Fourthly, while an NSULC continues to be governed by antiquated law, AULC are governed by the Alberta Business Corporations Act, which is a modern statute. As such, mergers and other forms of corporate reorganizations tend to be simpler to undertake.

Finally, as the name implies, the debts and other obligations of unlimited liability companies can flow through to the shareholders. It is common for both Canadian and U.S. shareholders to insert a "blocker" corporation between the unlimited liability company and the ultimate shareholders. Although the shareholder of an NSULC is not directly liable to the creditors of the NSULC, both the past and present shareholders of an NSULC are responsible for any deficiency on the winding-up of an NSULC. Past and present shareholders of an AULC are jointly and severally liable for all liabilities of the company. However, a past shareholder of an NSULC who ceased to be a shareholder a year or more before the commencement of the winding-up has no liability. Although not initially part of the Alberta legislation, new rules provide that a former shareholder of an AULC is not liable for any amount unless the claim was commenced within two years from the date upon which the person ceased to be a shareholder of the AULC. Both an NSULC and AULC have rules that protect a former shareholder from liabilities that arose after they ceased to be a shareholder.

Generally, the tax planning opportunities that unlimited liability corporations ("ULC") present for U.S. investors in Canada include:

  • The ability to claim start-up and on-going losses from Canadian operations without having to carry on business directly or through a partnership. As these losses continue to be "warehoused" in the ULC for Canadian tax purposes, they are available to offset future income in Canada. Subject to the acquisition of control rules, any losses carried forward would be available to a future owner of the corporation even though the U.S. shareholder has already claimed them in the U.S.
  • Subject to certain limitations, U.S. shareholders of a ULC will be able to claim a direct foreign tax credit for any tax paid in Canada by the ULC. This is particularly valuable to individuals and trusts that hold shares of a Canadian ULC either directly or indirectly through an LLC or an S-corporation.
  • Subject to the thin capitalization rules, a ULC can be used as a very efficient financing vehicle in connection with the acquisition of a Canadian target by a U.S. investor. This structure may be used in combination with an election to step up the tax cost of the assets of the Canadian target for U.S. tax purposes.
  • A ULC can serve as a beneficiary of a Canadian trust.
  • U.S. investors may use a ULC to own an interest in a partnership that desires to remain a Canadian partnership.

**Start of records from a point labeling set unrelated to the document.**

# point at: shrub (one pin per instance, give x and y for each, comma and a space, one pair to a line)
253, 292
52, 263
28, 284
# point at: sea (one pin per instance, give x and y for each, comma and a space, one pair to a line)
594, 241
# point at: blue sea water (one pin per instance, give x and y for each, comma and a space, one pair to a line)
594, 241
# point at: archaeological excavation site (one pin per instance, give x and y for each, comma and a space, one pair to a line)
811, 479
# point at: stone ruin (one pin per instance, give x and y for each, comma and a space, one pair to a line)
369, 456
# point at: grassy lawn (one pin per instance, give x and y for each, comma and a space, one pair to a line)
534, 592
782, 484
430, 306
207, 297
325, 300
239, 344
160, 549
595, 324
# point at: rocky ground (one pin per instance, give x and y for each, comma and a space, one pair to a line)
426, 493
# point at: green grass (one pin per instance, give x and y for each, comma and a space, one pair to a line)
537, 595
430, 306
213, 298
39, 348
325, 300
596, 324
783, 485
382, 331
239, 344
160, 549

Do not be surprised if, in the course of selling a Canadian corporation, there is a flurry of activity to transform the corporation into a ULC. This is a tax-free reorganization in Canada to accommodate the tax planning objectives of the U.S. purchaser.

As a result of recent changes announced to the Canada-U.S. Treaty, to be effective in three years, it may be necessary to rethink some of the structures involving ULCs. We will be monitoring this with great interest.